When Shaw proposed Humor for Heroes, this “retro” approach felt perfect for the tour’s intended audience.
“I think veterans who frequent VFWs would like something like that,” he said. “They know the Rat Pack. They love that kind of thing — that song and dance, old Catskills humor. So I said, ‘Let’s make this tour have a little meat to it. Let’s do 30 shows in 30 different towns in 30 days. And let’s have those 30 days end in Minneapolis on Veterans Day.’ They all said, ‘Let’s do it.’”
From big city to small towns
Humor for Heroes will kick off with a free private preview event on Oct. 13 for patients at the VA Hospital in Minneapolis. The show will open to the general public on Oct. 14 at the Uptown VFW, at 2916 Lyndale Avenue S.
“It’s a very cool room,” Shaw said. “It’s one of the VFWs that have been turned into a cool place to hang out. This is where the young crowd hangs out. It is going to be a fun night.”

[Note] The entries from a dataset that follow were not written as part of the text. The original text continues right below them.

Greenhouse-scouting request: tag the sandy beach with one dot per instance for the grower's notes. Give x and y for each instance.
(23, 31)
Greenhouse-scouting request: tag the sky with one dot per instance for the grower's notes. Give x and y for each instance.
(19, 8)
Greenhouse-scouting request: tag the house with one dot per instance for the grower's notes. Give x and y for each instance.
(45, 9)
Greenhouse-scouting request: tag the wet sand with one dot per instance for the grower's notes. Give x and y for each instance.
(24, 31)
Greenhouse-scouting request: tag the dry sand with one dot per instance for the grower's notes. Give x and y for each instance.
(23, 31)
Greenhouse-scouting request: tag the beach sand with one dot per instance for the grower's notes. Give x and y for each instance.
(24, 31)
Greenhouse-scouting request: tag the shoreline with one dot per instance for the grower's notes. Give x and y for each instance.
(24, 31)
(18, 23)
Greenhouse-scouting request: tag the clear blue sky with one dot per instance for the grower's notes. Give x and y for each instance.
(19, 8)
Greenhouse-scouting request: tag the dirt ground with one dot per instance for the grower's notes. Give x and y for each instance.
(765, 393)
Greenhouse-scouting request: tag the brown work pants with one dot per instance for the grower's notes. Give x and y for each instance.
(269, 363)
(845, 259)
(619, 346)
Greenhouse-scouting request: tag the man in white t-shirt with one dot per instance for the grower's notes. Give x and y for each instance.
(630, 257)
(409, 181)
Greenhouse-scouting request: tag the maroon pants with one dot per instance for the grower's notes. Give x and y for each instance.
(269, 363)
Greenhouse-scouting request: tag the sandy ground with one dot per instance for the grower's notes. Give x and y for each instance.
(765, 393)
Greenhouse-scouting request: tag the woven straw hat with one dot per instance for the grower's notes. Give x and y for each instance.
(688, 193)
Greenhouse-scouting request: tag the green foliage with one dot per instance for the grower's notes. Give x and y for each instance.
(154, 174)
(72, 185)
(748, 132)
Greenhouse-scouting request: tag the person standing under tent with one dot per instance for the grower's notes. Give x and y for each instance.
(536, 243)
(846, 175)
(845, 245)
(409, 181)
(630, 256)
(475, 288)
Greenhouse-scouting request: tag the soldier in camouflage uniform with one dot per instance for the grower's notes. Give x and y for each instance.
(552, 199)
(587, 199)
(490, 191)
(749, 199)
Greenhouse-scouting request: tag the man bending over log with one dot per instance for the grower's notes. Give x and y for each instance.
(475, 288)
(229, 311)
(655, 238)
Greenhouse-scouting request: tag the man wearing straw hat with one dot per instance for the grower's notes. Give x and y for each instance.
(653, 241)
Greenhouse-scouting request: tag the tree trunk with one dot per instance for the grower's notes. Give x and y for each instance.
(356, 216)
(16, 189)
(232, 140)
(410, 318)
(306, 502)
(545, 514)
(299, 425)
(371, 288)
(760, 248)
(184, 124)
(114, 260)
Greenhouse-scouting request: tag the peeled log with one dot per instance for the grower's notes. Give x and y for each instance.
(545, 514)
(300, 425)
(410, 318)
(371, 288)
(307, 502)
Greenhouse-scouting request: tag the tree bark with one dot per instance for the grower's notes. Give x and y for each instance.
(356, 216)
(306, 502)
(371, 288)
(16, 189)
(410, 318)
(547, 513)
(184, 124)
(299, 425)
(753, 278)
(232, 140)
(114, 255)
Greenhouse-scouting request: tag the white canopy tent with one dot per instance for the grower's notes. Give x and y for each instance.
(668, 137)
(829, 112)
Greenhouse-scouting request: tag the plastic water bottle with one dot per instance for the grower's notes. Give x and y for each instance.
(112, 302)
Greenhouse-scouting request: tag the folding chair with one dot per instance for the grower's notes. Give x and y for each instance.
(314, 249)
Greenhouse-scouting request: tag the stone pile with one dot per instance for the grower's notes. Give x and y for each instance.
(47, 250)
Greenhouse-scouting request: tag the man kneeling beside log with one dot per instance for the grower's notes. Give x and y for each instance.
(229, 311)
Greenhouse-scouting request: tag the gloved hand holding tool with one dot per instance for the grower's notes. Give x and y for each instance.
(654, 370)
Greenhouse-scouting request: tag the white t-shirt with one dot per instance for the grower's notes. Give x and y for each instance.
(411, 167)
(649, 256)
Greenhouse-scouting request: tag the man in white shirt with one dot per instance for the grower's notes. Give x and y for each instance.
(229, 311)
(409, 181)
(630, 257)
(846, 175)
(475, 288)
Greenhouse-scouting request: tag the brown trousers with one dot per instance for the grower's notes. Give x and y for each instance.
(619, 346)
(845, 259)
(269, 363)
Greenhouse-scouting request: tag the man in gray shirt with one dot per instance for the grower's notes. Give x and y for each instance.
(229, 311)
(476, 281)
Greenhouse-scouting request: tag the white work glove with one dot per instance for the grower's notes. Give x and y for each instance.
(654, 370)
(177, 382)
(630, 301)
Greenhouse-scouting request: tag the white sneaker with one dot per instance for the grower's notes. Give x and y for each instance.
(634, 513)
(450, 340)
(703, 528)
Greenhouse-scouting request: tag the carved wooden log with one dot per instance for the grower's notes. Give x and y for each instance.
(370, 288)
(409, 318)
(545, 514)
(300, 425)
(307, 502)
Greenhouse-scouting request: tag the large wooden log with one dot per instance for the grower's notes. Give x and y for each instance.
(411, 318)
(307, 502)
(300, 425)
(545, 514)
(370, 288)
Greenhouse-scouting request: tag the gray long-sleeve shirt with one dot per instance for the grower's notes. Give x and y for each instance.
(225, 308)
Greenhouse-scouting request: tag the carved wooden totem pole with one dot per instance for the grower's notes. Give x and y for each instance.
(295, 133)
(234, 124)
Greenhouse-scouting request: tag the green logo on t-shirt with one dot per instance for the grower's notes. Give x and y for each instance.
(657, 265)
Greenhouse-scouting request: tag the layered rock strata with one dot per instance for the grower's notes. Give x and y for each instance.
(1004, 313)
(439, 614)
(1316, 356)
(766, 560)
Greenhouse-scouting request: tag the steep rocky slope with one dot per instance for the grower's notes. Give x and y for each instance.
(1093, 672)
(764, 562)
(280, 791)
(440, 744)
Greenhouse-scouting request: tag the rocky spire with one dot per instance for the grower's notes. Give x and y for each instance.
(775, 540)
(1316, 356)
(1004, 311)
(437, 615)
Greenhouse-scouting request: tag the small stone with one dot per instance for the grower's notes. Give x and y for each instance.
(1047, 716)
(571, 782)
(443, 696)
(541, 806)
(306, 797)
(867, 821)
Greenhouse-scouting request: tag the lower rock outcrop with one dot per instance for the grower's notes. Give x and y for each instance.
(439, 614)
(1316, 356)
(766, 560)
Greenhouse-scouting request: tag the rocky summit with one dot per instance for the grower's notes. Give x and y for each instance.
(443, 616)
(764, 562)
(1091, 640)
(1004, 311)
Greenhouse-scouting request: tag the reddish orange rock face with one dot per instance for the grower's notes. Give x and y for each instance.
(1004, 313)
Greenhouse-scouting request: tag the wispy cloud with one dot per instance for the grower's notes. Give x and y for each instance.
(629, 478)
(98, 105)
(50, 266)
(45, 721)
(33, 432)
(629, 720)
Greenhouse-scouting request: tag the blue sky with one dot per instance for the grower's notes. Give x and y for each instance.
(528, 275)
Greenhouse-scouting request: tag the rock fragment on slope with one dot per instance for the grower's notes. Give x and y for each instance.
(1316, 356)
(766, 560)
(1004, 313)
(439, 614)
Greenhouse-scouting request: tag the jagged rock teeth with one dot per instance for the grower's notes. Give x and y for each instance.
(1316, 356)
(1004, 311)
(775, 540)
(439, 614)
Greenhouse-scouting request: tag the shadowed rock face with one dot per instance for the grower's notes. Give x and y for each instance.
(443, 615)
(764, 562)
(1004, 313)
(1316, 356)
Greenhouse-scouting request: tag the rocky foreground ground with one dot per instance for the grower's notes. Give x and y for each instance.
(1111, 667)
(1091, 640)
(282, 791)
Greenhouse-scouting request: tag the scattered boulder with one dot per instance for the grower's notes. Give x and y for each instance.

Immediately after the Minneapolis shows, the That Pack heads out of town. “We’ll jump on a bus and we’re on the road,” Shaw said.
Because all four members of the group are busy working comedians, they haven’t yet had time to get together to fine-tune their routine. For the first few gigs at least, the show should have an easy, improvisational feel.
“We’re a bunch of guys who normally work solo,” Shaw explained. Because of that, he added, “We are not going to have a lot of time to practice anything. We’re all working and on the road a lot between now and the beginning of the tour. Right now we talk on the phone twice a week and go through the schedule of the show. We haven’t been able to practice face-to-face. We won’t be together in a room until the Thursday the 12th. We’ll have a day and a half to practice. Then we go for it.”
All about the money
Humor for Heroes’ fundraising goal is $50,000. Shaw thinks that is achievable.
“We’re going to 30 cities,” he said. “We have picked places that have a minimum of 100 seats.” Even though some of the shows are in smaller towns, it wasn’t hard to find venues of that size.
“Some of these small towns have American Legions or VFWs that are the only place in town that ha a big room,” Shaw said. “The VFW in Princeton, for instance, has 350 seats in it.”
Tickets will be an affordable $10, with the exception of the Uptown VFW show, where prices jump to $15. If the That Pack draws a healthy crowd every night, revenues should be good.
“The post keeps money from food and liquor sales,” Shaw said. “We will sell merchandise. We’ll also have a T-shirt for sale that will be unique to the tour. Everything else goes to Lone Survivor. I’m hoping the four of us will have some laughs, raise some cash — and not kill each other before the month is over.”